Proper synchronization is key to the concept of the distributed database. As David Barker, founder of colocation provider 4D Data Centres, points out, synchronized replication across multiple databases requires latency of less than 5 ms. This is easy enough to accomplish in a private network or virtual LAN, but public services are subject to the whims of public networks. Your best bet, then, is to employ dedicated leased lines or metro Ethernet directly to your provider. Of course, this will cost more, so you’ll have to crunch the numbers to determine if the cloud is really an appropriate storage option.
Not all cloud storage applications require lightning speed, however. Amazon’s aptly named Glacier service is designed from the ground up to provide slow, but cheap, storage for long-term archiving. A typical upload takes upwards of five hours, but once in place the data can be held for as little as one cent per GB per month. The company boasts an eleven-nines durability rating, as well as SSL and AES256 security and encryption. And for those needing faster throughput, there is always the new High I/O instance in the Elastic Computer Cloud, which uses front-end SSDs for high-speed throughput.

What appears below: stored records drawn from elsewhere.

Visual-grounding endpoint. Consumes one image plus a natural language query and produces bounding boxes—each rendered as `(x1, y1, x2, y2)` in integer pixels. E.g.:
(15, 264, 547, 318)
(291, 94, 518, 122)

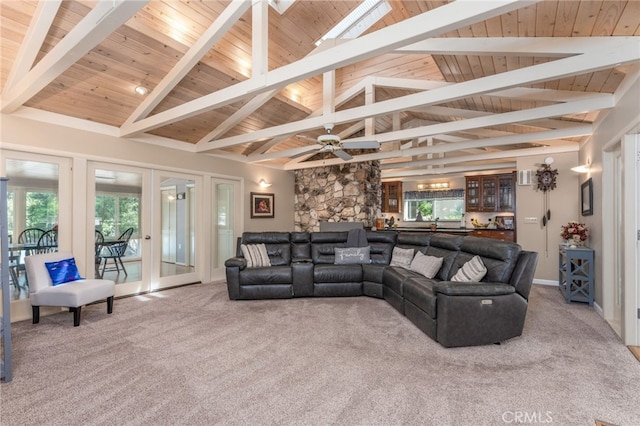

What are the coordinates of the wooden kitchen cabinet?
(382, 181, 402, 213)
(465, 172, 515, 212)
(469, 229, 515, 243)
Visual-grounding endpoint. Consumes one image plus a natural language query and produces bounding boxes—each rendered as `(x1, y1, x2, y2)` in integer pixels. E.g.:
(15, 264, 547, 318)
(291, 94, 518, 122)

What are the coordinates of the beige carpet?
(1, 283, 639, 425)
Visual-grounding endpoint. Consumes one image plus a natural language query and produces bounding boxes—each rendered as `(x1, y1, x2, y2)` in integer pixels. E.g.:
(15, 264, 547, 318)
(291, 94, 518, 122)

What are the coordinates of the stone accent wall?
(294, 161, 381, 232)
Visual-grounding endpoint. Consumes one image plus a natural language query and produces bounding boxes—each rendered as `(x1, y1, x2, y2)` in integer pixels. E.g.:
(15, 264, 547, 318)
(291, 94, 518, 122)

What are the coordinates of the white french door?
(88, 162, 151, 297)
(153, 171, 201, 290)
(211, 178, 242, 281)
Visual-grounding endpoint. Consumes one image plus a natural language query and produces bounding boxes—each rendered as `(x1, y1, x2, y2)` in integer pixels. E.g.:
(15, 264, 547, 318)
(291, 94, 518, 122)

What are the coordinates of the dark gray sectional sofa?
(225, 230, 538, 347)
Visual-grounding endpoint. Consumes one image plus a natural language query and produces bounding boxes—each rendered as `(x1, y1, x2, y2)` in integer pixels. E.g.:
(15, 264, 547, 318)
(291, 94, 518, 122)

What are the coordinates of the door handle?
(144, 235, 151, 240)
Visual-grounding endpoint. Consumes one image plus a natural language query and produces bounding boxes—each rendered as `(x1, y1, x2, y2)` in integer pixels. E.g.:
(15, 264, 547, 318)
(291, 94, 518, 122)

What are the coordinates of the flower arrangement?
(560, 221, 589, 243)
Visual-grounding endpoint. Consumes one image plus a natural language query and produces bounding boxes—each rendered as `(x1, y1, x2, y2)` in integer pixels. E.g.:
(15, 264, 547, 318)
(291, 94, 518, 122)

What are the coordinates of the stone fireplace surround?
(294, 161, 381, 232)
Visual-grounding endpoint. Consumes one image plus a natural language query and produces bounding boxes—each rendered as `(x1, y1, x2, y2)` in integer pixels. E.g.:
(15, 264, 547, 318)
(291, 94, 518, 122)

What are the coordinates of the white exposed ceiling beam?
(1, 0, 147, 114)
(381, 144, 579, 171)
(3, 0, 62, 93)
(347, 97, 611, 145)
(396, 36, 624, 56)
(383, 163, 519, 178)
(119, 0, 533, 137)
(122, 0, 251, 127)
(284, 125, 591, 170)
(203, 35, 633, 151)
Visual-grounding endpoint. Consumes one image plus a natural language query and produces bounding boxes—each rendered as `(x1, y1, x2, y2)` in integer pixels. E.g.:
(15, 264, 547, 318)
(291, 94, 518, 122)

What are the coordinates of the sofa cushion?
(241, 243, 271, 268)
(382, 266, 415, 296)
(389, 246, 415, 269)
(403, 277, 438, 319)
(366, 230, 396, 265)
(311, 232, 349, 264)
(410, 252, 443, 279)
(240, 232, 292, 266)
(334, 246, 371, 264)
(314, 264, 363, 283)
(458, 236, 521, 283)
(239, 265, 292, 285)
(451, 255, 487, 282)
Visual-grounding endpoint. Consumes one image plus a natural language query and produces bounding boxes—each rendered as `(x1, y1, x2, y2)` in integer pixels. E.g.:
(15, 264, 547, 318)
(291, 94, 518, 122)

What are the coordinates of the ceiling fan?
(296, 123, 380, 161)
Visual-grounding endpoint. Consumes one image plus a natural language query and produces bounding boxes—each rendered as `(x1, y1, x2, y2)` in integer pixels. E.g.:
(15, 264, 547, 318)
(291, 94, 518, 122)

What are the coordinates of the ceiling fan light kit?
(295, 123, 380, 162)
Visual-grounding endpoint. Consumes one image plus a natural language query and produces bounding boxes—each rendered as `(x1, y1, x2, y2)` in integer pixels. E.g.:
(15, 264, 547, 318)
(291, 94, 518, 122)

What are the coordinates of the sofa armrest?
(433, 282, 515, 297)
(225, 257, 247, 270)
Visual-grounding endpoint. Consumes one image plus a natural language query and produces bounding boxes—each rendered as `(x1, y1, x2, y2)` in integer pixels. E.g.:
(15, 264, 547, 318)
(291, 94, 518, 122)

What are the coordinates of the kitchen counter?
(388, 227, 512, 232)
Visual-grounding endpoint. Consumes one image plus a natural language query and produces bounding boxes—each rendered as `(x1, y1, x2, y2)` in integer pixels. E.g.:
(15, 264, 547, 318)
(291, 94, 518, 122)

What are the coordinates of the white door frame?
(622, 134, 639, 345)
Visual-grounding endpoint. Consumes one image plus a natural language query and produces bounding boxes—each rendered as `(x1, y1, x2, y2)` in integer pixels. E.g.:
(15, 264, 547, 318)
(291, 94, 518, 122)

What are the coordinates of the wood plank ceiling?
(1, 0, 639, 179)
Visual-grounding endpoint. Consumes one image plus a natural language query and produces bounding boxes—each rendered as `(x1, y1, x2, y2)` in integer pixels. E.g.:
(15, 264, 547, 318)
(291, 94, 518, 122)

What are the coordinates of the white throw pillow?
(451, 255, 487, 282)
(410, 251, 443, 279)
(241, 243, 271, 268)
(389, 247, 415, 269)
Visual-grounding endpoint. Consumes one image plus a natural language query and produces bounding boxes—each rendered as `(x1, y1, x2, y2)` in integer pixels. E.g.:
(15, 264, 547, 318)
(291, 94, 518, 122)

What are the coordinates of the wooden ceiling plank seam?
(572, 0, 603, 36)
(552, 0, 580, 37)
(122, 0, 252, 127)
(1, 0, 147, 114)
(3, 0, 62, 93)
(613, 1, 640, 35)
(206, 38, 635, 150)
(591, 0, 626, 36)
(120, 0, 535, 137)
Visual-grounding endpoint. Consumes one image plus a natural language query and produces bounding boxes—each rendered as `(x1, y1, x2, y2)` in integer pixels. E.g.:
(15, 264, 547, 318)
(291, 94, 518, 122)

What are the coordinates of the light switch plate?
(524, 217, 538, 224)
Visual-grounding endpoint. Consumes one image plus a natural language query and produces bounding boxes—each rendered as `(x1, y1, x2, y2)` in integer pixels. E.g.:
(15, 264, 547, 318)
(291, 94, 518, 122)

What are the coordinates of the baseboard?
(533, 278, 558, 286)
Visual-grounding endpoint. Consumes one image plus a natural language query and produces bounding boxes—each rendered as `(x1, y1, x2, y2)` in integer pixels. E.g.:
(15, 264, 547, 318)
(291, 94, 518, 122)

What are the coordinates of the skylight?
(315, 0, 392, 46)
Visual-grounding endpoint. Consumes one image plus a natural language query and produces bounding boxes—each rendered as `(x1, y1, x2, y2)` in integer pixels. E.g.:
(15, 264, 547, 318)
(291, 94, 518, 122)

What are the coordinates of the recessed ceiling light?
(135, 86, 149, 95)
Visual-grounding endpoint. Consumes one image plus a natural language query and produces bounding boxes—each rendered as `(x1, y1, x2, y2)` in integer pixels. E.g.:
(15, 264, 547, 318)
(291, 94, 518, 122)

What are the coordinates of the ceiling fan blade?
(341, 140, 380, 149)
(296, 134, 319, 144)
(333, 149, 353, 161)
(289, 144, 323, 158)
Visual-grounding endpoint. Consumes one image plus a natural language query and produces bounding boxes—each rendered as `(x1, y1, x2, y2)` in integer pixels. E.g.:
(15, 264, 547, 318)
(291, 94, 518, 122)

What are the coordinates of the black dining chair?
(100, 227, 134, 277)
(18, 227, 46, 253)
(14, 227, 46, 286)
(95, 230, 105, 277)
(35, 229, 58, 254)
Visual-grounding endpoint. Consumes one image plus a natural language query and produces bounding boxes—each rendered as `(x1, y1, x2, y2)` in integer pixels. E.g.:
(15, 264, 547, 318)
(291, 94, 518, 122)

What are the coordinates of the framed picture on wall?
(250, 192, 275, 218)
(581, 178, 593, 216)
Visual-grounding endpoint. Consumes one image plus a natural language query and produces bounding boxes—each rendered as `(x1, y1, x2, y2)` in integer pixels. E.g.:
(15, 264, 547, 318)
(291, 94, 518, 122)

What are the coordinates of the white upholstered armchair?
(25, 251, 115, 326)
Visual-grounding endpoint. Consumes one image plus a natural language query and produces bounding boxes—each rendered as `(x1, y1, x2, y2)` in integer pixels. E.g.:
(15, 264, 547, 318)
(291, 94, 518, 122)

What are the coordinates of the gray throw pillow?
(334, 246, 371, 264)
(389, 247, 415, 269)
(451, 255, 487, 282)
(241, 243, 271, 268)
(410, 251, 443, 279)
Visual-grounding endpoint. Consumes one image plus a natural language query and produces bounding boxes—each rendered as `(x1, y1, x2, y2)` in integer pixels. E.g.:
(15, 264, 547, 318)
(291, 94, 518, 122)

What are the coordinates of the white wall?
(0, 114, 296, 233)
(516, 153, 580, 282)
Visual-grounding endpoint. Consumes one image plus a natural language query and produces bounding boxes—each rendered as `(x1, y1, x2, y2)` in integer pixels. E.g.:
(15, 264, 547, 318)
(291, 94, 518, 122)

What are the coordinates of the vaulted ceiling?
(1, 1, 639, 179)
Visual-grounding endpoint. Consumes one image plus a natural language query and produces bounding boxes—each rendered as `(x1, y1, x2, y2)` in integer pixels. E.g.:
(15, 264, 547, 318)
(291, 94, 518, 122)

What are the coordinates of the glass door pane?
(211, 178, 241, 281)
(89, 163, 150, 297)
(155, 173, 199, 289)
(4, 157, 63, 300)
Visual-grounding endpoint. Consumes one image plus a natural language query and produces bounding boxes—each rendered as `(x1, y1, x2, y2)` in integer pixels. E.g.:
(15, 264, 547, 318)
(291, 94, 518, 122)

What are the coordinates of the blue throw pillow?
(45, 257, 83, 286)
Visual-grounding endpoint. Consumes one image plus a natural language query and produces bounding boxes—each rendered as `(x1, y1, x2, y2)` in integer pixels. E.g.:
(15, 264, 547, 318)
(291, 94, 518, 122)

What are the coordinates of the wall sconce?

It’s hard to imagine a cloud service providing the same level of performance as local infrastructure, but it is certainly within the realm of possibility to enable “good enough” service for the vast majority of applications currently in play.
Trust is very difficult to acquire and very easy to lose, however, so cloud providers have their work cut out for them to first show the kinds of latency and throughput that enterprises are looking for, and then maintain those levels in real-world data environments.